Perform a Domain Search (Single) with Icypeas
This workflow implements secure scanning of a single domain name or company name through the Icypeas platform. The automated authentication process ensures the security and timeliness of data requests. Users can customize their input for quick domain security queries, reducing risks associated with domain security vulnerabilities. It is suitable for corporate security teams, marketing personnel, and IT operations, enhancing work efficiency, enabling timely awareness of potential threats, and ensuring network security.

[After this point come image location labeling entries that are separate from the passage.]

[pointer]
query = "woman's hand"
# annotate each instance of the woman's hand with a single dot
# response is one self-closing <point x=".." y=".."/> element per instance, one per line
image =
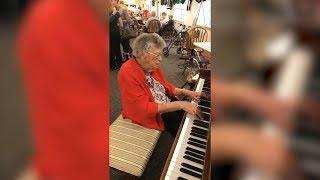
<point x="190" y="108"/>
<point x="193" y="95"/>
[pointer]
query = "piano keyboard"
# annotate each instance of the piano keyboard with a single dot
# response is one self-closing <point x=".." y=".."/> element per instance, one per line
<point x="188" y="159"/>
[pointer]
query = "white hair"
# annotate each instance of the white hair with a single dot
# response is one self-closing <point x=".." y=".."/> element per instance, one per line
<point x="145" y="41"/>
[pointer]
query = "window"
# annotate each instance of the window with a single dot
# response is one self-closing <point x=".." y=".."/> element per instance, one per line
<point x="204" y="9"/>
<point x="180" y="11"/>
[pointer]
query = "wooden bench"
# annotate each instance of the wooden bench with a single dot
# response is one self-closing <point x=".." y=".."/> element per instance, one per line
<point x="131" y="146"/>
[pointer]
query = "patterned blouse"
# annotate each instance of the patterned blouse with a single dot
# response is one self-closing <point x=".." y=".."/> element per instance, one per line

Receive Updates for Events in Chargebee
This workflow achieves real-time monitoring of business changes such as subscriptions, billing, and payments by listening to all event updates on the Chargebee platform. Users can automatically receive and respond to various events, avoiding manual queries or missing key information, thereby enhancing the automation and timeliness of management. It is suitable for businesses that need to track user subscription changes and financial synchronization, helping to improve business response speed, reduce manual intervention, and ensure efficient operations.
Import Multiple Manufacturers from Google Sheets to Shopware 6
This workflow is designed to automatically import manufacturer information from Google Sheets to the Shopware 6 e-commerce platform, supporting multilingual translation and logo uploads, thereby streamlining the bulk management process. Data security is ensured through OAuth2 authentication, and custom code nodes are used to flexibly construct requests, enhancing the efficiency and accuracy of the imports. It is suitable for e-commerce operators and IT automation engineers, helping businesses quickly achieve data synchronization, reduce human errors, and improve work efficiency.
AI SysAdmin — Intelligent Linux VPS System Administrator Assistant
This workflow integrates AI technology with SSH tools to provide an intelligent Linux system administrator assistant. Users can make operational requests in natural language, and the system automatically generates and securely executes Linux commands, returning clear feedback on the results. It significantly lowers the operational threshold, enhances efficiency and security, and is suitable for scenarios such as server management, automated operations, and education and training, helping system administrators and technical support personnel complete tasks more efficiently.